Fig. 2. Consistency in progressive alignment. (Batzoglou S, 2005)
- Iterative Alignment: Iterative methods refine the initial suboptimal alignment by repeatedly modifying it until the best solution is found. PRRN is a tool that uses an iterative approach, starting with adult pairs and generating weighted trees for subsequent pairs.
- Block-based alignment: The block-based approach recognizes gap-free comparison blocks shared by all sequences. It is particularly useful for identifying conserved structural domains and motifs in highly divergent sequences of different lengths.
Applications of Sequence Alignment
Sequence comparison has a variety of uses in molecular biology, including but not limited to:
- Identifying unknown sequences: Sequence comparison can be used to discover unknown sequences by comparing them with known sequences in a database.
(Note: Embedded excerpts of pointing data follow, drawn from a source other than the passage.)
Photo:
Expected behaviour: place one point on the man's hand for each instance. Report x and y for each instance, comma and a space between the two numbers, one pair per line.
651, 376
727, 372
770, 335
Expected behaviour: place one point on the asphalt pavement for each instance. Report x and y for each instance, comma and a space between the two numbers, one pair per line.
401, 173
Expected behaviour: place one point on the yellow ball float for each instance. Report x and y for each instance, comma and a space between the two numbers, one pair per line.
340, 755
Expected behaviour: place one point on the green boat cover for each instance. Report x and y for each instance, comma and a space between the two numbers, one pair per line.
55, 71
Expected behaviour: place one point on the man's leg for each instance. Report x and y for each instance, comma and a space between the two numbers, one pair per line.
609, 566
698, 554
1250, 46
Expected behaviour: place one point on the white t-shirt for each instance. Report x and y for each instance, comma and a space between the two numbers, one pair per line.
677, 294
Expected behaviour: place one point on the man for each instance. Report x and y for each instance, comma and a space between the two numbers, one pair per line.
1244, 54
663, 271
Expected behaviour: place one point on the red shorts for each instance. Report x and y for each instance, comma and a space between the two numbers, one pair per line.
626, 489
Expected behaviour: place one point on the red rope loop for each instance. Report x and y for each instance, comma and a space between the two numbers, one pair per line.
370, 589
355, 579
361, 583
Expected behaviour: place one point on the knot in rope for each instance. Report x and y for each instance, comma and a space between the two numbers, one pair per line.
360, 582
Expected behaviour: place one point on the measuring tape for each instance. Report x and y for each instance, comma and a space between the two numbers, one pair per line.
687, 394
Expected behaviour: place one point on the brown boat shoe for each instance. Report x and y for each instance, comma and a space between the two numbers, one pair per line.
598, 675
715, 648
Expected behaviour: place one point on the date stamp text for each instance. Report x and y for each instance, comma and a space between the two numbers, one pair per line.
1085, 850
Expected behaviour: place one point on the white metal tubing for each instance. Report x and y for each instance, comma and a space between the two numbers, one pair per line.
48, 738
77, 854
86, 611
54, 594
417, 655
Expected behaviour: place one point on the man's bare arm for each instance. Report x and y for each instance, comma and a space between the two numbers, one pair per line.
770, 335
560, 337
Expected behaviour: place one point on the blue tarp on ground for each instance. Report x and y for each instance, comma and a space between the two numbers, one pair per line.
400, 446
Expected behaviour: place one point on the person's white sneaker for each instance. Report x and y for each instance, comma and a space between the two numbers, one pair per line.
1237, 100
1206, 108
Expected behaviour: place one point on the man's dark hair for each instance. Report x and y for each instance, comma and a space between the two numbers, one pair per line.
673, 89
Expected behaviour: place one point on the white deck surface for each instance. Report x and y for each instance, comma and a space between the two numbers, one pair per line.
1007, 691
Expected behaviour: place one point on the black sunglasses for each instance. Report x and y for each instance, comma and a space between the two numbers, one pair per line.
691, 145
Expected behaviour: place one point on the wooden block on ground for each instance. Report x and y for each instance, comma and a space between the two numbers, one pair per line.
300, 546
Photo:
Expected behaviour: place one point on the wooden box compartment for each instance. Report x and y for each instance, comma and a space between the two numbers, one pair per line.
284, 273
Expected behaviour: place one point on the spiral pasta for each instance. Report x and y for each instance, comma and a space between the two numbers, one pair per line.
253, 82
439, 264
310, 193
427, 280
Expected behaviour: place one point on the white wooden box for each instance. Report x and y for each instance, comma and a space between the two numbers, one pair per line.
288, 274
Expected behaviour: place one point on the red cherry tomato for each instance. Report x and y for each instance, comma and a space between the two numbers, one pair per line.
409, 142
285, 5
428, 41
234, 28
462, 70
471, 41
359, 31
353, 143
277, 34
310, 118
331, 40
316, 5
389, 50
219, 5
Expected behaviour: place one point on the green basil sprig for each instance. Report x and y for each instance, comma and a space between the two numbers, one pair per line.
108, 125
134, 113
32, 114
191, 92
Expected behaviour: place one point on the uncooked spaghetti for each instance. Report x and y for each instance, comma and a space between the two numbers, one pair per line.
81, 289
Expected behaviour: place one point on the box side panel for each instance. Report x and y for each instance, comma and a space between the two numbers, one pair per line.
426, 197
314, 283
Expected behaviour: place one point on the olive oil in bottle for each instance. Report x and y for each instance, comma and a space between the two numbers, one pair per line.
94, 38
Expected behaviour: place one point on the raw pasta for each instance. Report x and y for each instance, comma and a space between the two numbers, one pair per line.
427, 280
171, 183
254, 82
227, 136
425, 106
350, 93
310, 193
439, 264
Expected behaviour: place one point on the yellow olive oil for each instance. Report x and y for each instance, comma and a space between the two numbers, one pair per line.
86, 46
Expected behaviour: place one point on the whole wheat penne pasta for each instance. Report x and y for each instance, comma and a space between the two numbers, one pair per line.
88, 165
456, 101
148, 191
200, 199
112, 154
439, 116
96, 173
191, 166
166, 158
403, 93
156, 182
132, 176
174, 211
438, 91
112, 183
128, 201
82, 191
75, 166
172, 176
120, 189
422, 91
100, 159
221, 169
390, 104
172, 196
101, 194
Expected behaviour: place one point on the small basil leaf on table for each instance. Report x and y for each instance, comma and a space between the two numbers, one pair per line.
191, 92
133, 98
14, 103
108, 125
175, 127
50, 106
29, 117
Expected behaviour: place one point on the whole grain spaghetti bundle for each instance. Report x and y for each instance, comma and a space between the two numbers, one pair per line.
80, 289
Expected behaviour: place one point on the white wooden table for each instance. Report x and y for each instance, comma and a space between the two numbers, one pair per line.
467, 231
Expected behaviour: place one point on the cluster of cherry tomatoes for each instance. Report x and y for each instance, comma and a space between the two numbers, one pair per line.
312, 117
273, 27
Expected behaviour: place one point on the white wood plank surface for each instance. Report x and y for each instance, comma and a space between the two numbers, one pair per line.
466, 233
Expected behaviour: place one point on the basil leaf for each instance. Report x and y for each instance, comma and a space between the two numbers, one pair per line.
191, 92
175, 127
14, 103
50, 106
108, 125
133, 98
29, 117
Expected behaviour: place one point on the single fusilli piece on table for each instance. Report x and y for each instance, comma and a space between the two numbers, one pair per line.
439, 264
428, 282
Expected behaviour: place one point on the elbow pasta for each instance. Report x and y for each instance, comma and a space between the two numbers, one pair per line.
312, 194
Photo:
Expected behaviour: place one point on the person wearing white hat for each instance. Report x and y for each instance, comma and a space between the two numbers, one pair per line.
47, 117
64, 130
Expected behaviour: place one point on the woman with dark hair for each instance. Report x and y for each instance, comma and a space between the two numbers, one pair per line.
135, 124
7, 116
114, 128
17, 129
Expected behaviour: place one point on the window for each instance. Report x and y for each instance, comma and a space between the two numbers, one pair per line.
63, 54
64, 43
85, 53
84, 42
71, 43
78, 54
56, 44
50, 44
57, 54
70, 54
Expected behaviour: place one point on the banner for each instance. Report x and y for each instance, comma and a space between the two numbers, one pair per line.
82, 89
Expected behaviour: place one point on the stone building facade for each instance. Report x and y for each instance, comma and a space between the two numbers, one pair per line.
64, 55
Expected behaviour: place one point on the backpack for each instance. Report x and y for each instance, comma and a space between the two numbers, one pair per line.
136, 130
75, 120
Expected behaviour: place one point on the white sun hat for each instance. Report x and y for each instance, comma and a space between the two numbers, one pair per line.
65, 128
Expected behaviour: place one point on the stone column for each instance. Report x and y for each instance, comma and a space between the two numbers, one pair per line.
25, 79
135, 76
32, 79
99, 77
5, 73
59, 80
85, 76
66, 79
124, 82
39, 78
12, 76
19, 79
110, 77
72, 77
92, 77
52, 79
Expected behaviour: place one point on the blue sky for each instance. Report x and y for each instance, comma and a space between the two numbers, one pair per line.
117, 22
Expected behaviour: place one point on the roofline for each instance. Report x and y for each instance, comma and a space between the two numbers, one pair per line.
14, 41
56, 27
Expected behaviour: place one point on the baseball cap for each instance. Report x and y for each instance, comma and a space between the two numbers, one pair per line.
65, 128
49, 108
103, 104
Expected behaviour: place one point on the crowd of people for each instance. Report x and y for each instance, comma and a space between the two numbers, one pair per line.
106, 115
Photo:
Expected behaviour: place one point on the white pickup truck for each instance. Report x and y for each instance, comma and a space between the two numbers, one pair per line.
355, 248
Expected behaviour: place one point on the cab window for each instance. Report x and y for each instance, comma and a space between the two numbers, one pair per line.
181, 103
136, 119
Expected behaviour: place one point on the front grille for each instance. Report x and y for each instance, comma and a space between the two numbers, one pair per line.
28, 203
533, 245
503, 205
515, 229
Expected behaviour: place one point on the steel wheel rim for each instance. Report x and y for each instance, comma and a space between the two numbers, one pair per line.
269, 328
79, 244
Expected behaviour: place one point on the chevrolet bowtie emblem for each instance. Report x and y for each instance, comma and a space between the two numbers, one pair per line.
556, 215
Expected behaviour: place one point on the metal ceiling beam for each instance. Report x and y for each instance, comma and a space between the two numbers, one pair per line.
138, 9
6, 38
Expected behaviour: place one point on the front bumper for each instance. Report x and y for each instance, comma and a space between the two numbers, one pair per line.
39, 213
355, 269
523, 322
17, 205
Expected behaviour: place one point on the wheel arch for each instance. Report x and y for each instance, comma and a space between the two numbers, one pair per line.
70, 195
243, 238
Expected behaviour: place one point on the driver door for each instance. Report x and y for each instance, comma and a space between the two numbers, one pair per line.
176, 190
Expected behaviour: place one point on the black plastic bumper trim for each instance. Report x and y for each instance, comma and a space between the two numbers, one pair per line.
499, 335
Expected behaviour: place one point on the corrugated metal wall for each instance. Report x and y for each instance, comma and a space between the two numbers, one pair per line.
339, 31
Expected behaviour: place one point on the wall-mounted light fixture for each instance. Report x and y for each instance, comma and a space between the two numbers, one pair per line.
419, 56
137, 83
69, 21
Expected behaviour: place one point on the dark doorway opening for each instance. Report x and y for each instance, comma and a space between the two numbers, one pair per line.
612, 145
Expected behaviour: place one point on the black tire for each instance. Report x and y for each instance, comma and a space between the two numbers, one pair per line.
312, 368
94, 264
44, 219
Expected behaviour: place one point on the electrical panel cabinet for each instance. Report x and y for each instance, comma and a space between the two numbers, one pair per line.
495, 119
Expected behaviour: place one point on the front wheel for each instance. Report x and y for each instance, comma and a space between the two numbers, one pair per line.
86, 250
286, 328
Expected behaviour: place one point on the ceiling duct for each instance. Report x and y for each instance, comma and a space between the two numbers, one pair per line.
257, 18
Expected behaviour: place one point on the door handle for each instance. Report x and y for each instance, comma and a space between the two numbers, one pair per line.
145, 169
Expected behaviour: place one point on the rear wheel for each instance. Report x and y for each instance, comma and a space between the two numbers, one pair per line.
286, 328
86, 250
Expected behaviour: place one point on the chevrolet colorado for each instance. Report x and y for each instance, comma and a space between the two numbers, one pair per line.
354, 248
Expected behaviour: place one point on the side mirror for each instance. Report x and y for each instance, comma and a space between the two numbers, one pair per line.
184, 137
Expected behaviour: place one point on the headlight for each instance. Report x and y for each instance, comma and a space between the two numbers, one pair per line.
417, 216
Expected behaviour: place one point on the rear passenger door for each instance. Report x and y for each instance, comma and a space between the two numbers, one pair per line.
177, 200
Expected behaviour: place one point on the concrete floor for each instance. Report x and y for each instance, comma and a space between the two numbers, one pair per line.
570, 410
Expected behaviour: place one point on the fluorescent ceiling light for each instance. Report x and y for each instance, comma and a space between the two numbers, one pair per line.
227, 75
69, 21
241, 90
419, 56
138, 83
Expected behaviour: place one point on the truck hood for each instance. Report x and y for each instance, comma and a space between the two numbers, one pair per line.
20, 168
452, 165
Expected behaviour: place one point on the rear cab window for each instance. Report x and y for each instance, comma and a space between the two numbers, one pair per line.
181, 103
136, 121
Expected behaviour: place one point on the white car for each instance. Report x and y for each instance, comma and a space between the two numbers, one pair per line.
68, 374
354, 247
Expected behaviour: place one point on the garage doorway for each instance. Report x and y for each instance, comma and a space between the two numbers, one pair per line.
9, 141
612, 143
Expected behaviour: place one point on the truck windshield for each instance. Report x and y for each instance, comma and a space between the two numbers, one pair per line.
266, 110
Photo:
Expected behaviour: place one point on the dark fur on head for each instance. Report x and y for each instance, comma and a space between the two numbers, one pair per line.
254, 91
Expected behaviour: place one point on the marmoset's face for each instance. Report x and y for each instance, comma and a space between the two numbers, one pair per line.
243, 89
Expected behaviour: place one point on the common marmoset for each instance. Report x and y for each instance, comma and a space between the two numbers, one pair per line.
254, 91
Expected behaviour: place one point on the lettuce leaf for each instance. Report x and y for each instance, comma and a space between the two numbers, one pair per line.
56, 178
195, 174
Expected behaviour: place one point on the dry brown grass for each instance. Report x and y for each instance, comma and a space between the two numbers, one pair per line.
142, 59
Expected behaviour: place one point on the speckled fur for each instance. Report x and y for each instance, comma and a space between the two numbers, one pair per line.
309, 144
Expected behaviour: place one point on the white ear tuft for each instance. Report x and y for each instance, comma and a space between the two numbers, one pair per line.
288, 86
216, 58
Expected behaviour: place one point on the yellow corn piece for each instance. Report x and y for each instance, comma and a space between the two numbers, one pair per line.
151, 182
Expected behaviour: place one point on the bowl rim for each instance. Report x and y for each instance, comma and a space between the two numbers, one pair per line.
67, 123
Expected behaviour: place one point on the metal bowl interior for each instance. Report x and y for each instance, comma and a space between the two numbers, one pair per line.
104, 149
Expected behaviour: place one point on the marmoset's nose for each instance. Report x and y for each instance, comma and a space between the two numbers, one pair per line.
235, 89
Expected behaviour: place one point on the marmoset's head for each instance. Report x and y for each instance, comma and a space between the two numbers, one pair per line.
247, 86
- Predicting new members of gene families: Sequence alignment can provide predictions about new members of gene families.
- Discovering evolutionary relationships: Phylogenetic trees constructed using sequence alignment can provide insight into the evolutionary relationships between sequences.
- Predicting Regulatory Regions: Sequence alignment can predict the location and function of protein coding and transcriptional regulatory regions in genomic DNA.
- Identify structurally or functionally similar regions: By highlighting similar regions, sequence alignment can help identify structurally or functionally similar regions in DNA, RNA, or protein sequences.
The Best Tool or Software for Sequence Alignment
There are a variety of tools and software available for sequence alignment, and the choice usually depends on the specific task at hand. Some of the most commonly used include BLAST, FASTA, and GeneWise. These software programs provide a comprehensive solution for sequence alignment and have been widely adopted by the bioinformatics community.
References:
- Mount, D. W. (2001) Bioinformatics: sequence and genome analysis. Cold Spring Harbor Laboratory Press.
- Batzoglou S. The many faces of sequence alignment. Brief Bioinform. 2005 Mar;6(1):6-22.